El ser humano no es como la perca, ese pez inverosímil que convive con sus antepasados más antiguos. El hombre necesita eliminar a los testigos de su pasado. Los Redonditos de Ricota, con una escrupulosa crueldad, nunca reconocieron ni económica ni artisticamente los esfuerzos de docenas de músicos, actores, plomos, técnicos, personajes del underground y hasta cocineros, que los proyectaron como la gasolina de un cohete sobre el espacio masivo. Amigos para la conversa, pero con el billete en la caja fuerte.

No son poetas, son cuentapropistas. No son aprendices de Artaud sino clientes de Versace. Generalmente, los rockeros gastan el dinero del mismo modo que cualquier integrante de la secta millonaria a la que incluso denuncian en sus canciones. Piletas de natación con cámaras de video en las puertas de sus casas para espiar los bolsillos del visitante. Los mejores vinos y las peores compañías; no es la soledad del corredor de fondo sino el apuro solidario de un ahorrista preocupado por los porcentajes.

Skay

Tal como lo hizo William Burroughs, Skay, millonario de nacimiento, abdicó de la fortuna familiar y fue el más desinteresado en cuanto al éxito comercial de la banda.

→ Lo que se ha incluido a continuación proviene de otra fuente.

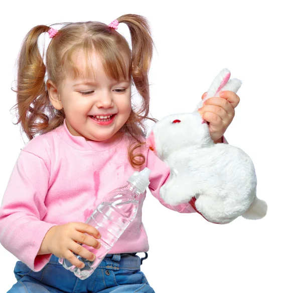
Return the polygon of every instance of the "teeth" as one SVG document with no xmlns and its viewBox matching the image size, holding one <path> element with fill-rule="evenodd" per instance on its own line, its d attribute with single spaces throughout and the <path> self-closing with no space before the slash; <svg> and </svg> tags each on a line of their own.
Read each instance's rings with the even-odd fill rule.
<svg viewBox="0 0 301 293">
<path fill-rule="evenodd" d="M 96 117 L 96 118 L 97 118 L 98 119 L 106 119 L 107 118 L 111 118 L 113 115 L 110 115 L 108 116 L 99 116 L 98 115 L 97 116 L 93 116 L 94 117 Z"/>
<path fill-rule="evenodd" d="M 105 121 L 108 121 L 109 120 L 110 120 L 110 119 L 112 116 L 113 116 L 113 115 L 109 115 L 109 116 L 106 116 L 94 115 L 92 117 L 93 117 L 93 119 L 94 119 L 95 120 L 97 120 L 97 121 L 104 120 Z"/>
</svg>

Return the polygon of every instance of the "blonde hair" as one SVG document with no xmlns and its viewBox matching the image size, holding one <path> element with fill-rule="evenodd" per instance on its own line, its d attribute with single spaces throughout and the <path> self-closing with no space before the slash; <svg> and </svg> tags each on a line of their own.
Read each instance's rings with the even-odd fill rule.
<svg viewBox="0 0 301 293">
<path fill-rule="evenodd" d="M 140 108 L 132 110 L 120 133 L 128 134 L 133 140 L 128 146 L 128 157 L 132 166 L 139 167 L 145 161 L 141 153 L 137 153 L 144 144 L 145 119 L 148 117 L 149 92 L 147 74 L 153 56 L 153 42 L 147 21 L 136 15 L 125 15 L 117 20 L 128 27 L 131 35 L 131 52 L 124 38 L 115 30 L 98 22 L 66 24 L 52 39 L 46 53 L 46 66 L 41 55 L 38 39 L 50 29 L 47 26 L 33 28 L 26 37 L 21 48 L 18 69 L 18 122 L 29 139 L 46 133 L 61 125 L 65 119 L 64 110 L 57 110 L 51 105 L 45 91 L 44 77 L 46 68 L 49 79 L 56 85 L 63 80 L 66 72 L 79 74 L 72 62 L 73 53 L 83 50 L 88 54 L 95 50 L 102 56 L 106 73 L 119 81 L 129 79 L 142 97 Z M 126 72 L 122 54 L 130 61 Z"/>
</svg>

Recuerdo, sin embargo, una embarazosa conversación en el bar Británico, en los últimos tiempos de nuestra amistad, cuando ya se presentía la llegada de los millones.

Yo le preguntaba qué haría con el dinero. ¿Iba a malgastarlo en sí mismo o a invertir en la desesperación de los demás? Skay dibujó en el aire una idea alocada pero que parecía brillar con la verdad en su mirada: “Quiero comprar un lugar, algo así como un pueblo para todos nosotros”.

Por supuesto que ese pueblo jamás se construyó, son ilusiones del viajero que se aproxima al puerto y que ni siquiera sabe que allí anclará sus sueños y merodeos turísticos por la utopía. No sé dónde tiene su dinero Skay; seguramente lo esconde como las urracas ocultan el producto de sus saqueos.

Indio Solari

Al Indio, en cambio, que se definía como un tanito desesperado con alma de pobre, siempre se le notó el soutaque de la ambición. Se reflejaban en su mirada el anhelo por el sabor de los buenos quesos y el brillo de los vinos caros; siempre se vio a sí mismo abriendo la puerta de la disqueria donde iba a comprar los 200 discos que haría girar en su cerebro durante 500 inútiles días rodeado de guardaespaldas que juegan al pool con sus escopetas. Siempre fue un agricultor soñando con el progreso de sus cosechas.

La Negra Poli, en cambio, permaneció igual, tanto en su reticencia como en su ambición. De ella guardo el mejor recuerdo. A pesar de que los peores guisos de la miseria se cocían en sus acciones, de su descaro al atentar contra las razones de los demás y de su desprecio absoluto por aquellos que la ayudaron a alcanzar el éxito, siempre hubo en ella una zona oscura y sin modales.

No por nada fue la Negra quien dijo, en una conversa de hace muchos años, esa frase que a todos nos traviesa y que nos perseguirá hasta el final de nuestras vidas: “Puede ser que olvides los sueños, pero los sueños jamás se olvidan vos“.”